Главный антропологический вопрос этой книги, таким образом, состоит в том, кто такие «мы» и кто такие эти «все». Где начинается-кончается в пространстве и во времени ареал обитания, где вводится наш «человек счастливый»? (Предлагаю ввести в научное употребление такой «вид» и назвать его «по-научному» homo felix.)

Границы этого ареала хорошо видны на российском материале. В допетровское время размышление о «щастие» и его поиск не владели умами; и то и другое — культурный импорт эпохи Просвещения[15]. В истории происхождения имени города Счастье только одна легенда относится к допетровскому времени. Даже если версия о происхождения села Щастя в XVII веке достоверна, дискурс о счастье становится более насыщенным в послепетровское и советское время. Горе-Злосчастье русских сказок — это, конечно, яркий персонаж, который и подслушивает похвальбу молодца, и дает ему советы (в основном плохие, например «бить и грабить людей»). Даже если он и помогает молодцу (не дает, скажем, утопиться), то всего лишь затем, чтобы молодец «поклонился ему». Персонажу по имени Горе-Злосчастье не противостоит персонаж по имени Счастье. Горе-Злосчастье не столько «Не-Счастье», сколько Горе, которое, согласно А. В. Маркову[16], тесно связано с образом Смерти. Сказ же про то, как Иван за счастьем ходил, — это не русская версия универсального фольклорного сюжета, а, скорее, фольклорная реакция на диффузию западноевропейского абстрактного понятия счастье, которое само формируется в XVII и XVIII столетиях. Но в таком русском сказе счастье — это конкретно и просто: богатство, свадьба, удача. Иван далек от морализирующих персонажей повестей-притч эпохи Просвещения, таких как Добрый Брамин Вольтера, который провел всю жизнь в поисках счастья и, самое главное, по дороге много рассуждал о тщетности таких поисков.

Прослеживая линии этих поисков назад, мы приходим к точке, являющейся исходной в топографии счастья. Эта точка — культурная и философская система начала Нового времени, или классического века, которая формулирует идею современного общества, чья цель — счастье человека.
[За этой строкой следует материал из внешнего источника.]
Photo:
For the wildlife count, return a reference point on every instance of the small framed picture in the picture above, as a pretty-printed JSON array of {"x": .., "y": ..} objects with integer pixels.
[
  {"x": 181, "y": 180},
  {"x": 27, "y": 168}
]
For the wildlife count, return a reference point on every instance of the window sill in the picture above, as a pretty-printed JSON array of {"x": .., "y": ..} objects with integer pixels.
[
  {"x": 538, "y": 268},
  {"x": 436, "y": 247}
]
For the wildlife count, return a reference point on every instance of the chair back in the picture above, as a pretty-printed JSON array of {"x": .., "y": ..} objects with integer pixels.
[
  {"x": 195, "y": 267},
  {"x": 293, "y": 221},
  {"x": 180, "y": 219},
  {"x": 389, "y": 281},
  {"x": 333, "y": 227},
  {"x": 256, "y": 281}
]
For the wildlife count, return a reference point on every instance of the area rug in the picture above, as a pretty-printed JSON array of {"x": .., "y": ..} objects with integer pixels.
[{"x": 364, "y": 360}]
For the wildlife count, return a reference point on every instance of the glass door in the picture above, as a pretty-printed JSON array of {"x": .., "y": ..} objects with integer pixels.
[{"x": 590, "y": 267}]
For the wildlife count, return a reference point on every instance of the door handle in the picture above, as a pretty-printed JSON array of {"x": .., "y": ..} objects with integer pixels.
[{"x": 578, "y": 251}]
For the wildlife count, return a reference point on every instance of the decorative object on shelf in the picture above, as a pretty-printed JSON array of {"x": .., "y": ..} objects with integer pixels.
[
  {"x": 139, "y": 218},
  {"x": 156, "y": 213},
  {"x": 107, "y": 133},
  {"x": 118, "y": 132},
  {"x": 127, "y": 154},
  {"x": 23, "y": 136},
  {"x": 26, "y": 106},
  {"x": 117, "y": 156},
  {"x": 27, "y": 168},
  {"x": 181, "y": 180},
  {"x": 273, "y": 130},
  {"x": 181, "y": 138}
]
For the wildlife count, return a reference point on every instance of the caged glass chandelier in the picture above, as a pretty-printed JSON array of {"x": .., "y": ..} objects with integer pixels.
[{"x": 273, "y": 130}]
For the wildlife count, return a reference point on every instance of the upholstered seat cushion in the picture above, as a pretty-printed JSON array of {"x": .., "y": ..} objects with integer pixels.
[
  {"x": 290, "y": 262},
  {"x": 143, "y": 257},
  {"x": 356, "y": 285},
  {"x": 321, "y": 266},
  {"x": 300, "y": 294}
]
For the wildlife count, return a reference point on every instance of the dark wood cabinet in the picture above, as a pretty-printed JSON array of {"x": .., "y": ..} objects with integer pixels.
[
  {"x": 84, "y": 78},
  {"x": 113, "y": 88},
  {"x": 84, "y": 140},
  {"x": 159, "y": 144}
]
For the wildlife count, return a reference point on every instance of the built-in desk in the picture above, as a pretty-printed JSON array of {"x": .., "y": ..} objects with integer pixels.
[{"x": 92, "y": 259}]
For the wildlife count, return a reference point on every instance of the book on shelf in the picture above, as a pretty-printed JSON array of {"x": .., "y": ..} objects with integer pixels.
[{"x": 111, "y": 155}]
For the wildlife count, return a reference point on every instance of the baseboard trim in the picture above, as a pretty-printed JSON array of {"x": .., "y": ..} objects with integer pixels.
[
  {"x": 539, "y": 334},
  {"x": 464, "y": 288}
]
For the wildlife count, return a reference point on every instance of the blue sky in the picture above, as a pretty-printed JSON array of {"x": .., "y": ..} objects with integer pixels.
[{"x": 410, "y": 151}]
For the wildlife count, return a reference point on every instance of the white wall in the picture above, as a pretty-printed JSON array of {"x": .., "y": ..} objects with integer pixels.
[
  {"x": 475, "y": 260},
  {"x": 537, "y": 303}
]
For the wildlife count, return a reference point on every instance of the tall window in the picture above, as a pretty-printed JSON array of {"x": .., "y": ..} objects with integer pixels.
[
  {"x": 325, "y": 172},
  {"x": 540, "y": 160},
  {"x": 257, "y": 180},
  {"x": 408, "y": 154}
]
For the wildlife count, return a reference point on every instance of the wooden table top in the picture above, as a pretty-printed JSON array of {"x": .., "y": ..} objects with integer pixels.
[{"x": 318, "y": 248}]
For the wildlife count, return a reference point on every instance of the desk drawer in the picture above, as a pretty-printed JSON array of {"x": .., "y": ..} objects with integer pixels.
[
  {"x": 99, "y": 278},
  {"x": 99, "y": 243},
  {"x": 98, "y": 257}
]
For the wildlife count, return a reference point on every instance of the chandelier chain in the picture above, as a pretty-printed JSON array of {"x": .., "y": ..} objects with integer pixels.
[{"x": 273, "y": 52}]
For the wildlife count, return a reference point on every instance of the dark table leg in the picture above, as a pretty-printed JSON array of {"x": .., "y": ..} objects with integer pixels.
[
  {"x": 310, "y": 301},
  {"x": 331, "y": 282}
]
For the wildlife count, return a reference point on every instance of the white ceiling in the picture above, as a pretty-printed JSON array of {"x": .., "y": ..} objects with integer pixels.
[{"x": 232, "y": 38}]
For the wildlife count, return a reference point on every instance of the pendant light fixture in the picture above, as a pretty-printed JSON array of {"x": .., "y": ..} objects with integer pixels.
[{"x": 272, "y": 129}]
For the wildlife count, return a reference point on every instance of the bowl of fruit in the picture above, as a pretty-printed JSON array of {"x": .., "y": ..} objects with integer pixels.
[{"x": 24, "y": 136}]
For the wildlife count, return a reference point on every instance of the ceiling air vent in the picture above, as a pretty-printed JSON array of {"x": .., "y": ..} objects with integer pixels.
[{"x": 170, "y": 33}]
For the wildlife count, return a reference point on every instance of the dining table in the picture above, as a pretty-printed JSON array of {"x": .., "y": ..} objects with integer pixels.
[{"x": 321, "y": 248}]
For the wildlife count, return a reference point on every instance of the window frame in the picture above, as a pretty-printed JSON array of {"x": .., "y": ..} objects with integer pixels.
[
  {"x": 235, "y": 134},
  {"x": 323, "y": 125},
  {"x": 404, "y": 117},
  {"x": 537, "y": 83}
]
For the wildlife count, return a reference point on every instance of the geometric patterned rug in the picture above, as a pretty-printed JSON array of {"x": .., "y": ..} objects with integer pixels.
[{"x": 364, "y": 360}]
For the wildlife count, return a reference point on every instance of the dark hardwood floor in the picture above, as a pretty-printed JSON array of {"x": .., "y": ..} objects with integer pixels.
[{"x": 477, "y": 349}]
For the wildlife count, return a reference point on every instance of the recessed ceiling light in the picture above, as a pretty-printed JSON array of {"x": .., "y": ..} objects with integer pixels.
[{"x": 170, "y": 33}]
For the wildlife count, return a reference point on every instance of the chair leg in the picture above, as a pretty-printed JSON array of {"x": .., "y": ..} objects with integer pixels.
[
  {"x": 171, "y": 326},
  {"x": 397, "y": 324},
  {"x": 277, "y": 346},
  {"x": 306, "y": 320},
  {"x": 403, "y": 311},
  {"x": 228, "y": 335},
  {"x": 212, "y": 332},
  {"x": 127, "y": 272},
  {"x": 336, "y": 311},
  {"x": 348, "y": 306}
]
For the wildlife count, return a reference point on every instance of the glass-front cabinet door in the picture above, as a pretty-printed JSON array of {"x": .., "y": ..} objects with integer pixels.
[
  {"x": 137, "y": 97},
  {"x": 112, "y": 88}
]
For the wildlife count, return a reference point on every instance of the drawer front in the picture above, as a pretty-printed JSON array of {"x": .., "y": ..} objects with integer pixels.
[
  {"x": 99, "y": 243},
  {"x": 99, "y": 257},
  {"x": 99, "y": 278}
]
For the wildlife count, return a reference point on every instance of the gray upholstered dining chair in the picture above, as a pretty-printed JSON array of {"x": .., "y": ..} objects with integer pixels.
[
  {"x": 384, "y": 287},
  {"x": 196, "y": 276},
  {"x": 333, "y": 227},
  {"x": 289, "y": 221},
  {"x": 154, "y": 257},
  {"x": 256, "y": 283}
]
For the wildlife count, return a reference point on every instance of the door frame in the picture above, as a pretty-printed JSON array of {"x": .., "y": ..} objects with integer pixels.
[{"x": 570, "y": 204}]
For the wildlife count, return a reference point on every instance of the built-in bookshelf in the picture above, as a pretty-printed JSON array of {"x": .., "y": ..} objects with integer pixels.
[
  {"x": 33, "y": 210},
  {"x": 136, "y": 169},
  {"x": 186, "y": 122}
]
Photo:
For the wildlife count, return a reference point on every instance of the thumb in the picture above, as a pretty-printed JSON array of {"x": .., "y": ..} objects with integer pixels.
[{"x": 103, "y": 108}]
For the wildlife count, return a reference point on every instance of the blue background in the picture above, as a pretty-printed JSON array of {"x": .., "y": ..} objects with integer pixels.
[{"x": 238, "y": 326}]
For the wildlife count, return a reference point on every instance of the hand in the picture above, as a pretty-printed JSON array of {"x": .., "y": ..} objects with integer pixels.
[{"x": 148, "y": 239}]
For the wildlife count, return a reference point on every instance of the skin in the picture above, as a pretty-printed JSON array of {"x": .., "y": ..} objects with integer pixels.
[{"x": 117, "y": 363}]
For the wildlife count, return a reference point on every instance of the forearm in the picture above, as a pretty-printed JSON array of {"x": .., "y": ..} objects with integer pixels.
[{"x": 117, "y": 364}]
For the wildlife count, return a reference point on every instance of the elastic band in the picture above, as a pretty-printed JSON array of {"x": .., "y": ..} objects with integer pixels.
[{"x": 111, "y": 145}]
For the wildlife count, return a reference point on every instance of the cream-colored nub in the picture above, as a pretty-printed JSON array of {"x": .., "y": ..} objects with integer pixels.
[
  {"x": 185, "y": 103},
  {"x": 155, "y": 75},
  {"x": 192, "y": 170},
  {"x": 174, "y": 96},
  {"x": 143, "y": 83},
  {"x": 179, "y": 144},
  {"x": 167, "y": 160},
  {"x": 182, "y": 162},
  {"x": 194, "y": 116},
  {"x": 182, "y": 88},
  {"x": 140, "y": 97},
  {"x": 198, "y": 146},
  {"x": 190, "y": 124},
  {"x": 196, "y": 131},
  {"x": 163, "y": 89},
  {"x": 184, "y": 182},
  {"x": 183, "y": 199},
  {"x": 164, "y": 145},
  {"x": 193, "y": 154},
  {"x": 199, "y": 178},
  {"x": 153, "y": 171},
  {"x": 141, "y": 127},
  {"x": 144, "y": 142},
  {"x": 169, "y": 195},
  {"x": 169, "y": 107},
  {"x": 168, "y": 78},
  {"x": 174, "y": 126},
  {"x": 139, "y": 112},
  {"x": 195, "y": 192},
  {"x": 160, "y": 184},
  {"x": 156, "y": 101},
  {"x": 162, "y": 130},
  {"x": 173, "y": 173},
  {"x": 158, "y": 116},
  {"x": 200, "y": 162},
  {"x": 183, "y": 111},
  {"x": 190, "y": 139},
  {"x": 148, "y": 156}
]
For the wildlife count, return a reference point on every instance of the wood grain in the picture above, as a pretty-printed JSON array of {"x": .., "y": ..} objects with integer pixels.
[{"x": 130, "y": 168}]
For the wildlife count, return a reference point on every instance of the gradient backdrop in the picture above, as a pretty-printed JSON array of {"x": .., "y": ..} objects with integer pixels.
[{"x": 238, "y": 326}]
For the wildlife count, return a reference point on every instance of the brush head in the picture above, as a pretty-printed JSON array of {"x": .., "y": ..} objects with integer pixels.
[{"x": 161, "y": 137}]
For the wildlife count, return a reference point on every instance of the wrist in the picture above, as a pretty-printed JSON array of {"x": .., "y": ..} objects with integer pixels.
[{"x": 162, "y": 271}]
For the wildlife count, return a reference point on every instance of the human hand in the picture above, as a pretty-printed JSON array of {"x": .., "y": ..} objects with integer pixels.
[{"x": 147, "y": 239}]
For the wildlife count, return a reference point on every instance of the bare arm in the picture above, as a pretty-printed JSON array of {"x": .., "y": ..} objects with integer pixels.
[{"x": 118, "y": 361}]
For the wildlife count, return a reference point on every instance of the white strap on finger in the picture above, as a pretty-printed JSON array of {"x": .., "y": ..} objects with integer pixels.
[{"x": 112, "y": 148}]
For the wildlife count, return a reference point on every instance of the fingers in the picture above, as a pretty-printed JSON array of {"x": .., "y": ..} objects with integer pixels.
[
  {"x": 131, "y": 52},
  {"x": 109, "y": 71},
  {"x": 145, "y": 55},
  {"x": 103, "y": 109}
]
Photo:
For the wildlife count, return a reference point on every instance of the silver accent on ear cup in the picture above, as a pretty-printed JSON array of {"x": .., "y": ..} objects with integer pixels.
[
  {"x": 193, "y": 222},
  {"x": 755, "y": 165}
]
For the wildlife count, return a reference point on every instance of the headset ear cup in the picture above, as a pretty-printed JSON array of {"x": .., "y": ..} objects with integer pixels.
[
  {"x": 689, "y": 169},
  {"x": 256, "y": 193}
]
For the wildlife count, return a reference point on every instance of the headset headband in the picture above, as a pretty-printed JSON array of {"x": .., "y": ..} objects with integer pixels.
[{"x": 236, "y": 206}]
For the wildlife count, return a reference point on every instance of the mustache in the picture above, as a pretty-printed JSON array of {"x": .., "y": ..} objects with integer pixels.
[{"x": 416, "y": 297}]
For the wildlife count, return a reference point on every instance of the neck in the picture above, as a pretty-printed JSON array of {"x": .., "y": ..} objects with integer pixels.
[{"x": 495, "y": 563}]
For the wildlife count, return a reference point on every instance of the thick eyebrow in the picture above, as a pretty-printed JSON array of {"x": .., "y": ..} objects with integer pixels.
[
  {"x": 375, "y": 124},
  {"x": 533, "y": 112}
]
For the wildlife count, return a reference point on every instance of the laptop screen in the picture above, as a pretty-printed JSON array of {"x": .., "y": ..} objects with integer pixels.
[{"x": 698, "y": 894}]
Спиноза, Гоббс, Локк и следующая за ними плеяда мыслителей Просвещения рассуждают о счастье систематически и обстоятельно. И именно они понимают это счастье как мирское, светское, «простое человеческое», а не как, к примеру, древнегреческий экстаз слияния с божеством, или религиозное спасение эпохи Средневековья, или средневековые же мирские, простонародные и куртуазные понятия радости, удачи и богатства[17].

Здесь не место обзору идей о счастье классического века в сколько-нибудь исчерпывающем виде. Отошлю любознательного читателя к фундаментальным по широте охвата работам культурного историка Даррина Мак-Махона и философа Николаса Уайта[18]. Отмечу лишь, что особенно ясно эта новая точка зрения сформулирована Джоном Локком.

По Локку, современное общество должно быть осознанным договором индивидов о его устройстве. Индивиды, составляющие его, должны быть свободны вообще и, среди прочего, свободно следовать своим личным интересам и стремлениям. Единственное ограничение свободы здесь — интересы других членов общества. Конечно, теория общественного договора сама по себе практически ничего не говорит о счастье. Общественный договор не предписывает, к чему именно надо стремиться и что есть счастье. Он всего лишь предлагает формулу взаимоотношений людей, которые могут стремиться к разным целям. Однако размышления о счастье занимают видное место в теории познания Локка, выраженной в знаменитом «Опыте о человеческом разумении» (1689). С одной стороны, автор утверждает, что человек — это чистый лист бумаги (tabula rasa), который не обладает никакими врожденными понятиями и творит себя сам. Но, с другой стороны, этот чистый лист плавает в пространстве гравитации, т. е. влияния сил, которое он испытывает на себе, подобно телу из физических теорий Ньютона, современника Локка. Беспокойство, неудобство — это тяготение в одном направлении; желание разрешить проблему — это противодействие, т. е. движение в другом направлении. Но это противодействие не является действием самого плавающего чистого листа; это воздействие некой противоположной силы. Два полюса этого всемирного тяготения: страдания, невзгоды (misery) — и счастье (happiness):

Всякий жаждет счастья. Если, далее, спросят, что возбуждает желание, я отвечу: счастье, и только оно. «Счастье» и «несчастье» — вот название двух противоположностей, крайних пределов, которых мы не знаем, это то, чего «не видел глаз, не слышало ухо и не приходило на сердце человеку»[19]. Но мы имеем очень яркие впечатления некоторых степеней того и другого… наслаждения и радости, с одной стороны, муки и горя — с другой[20].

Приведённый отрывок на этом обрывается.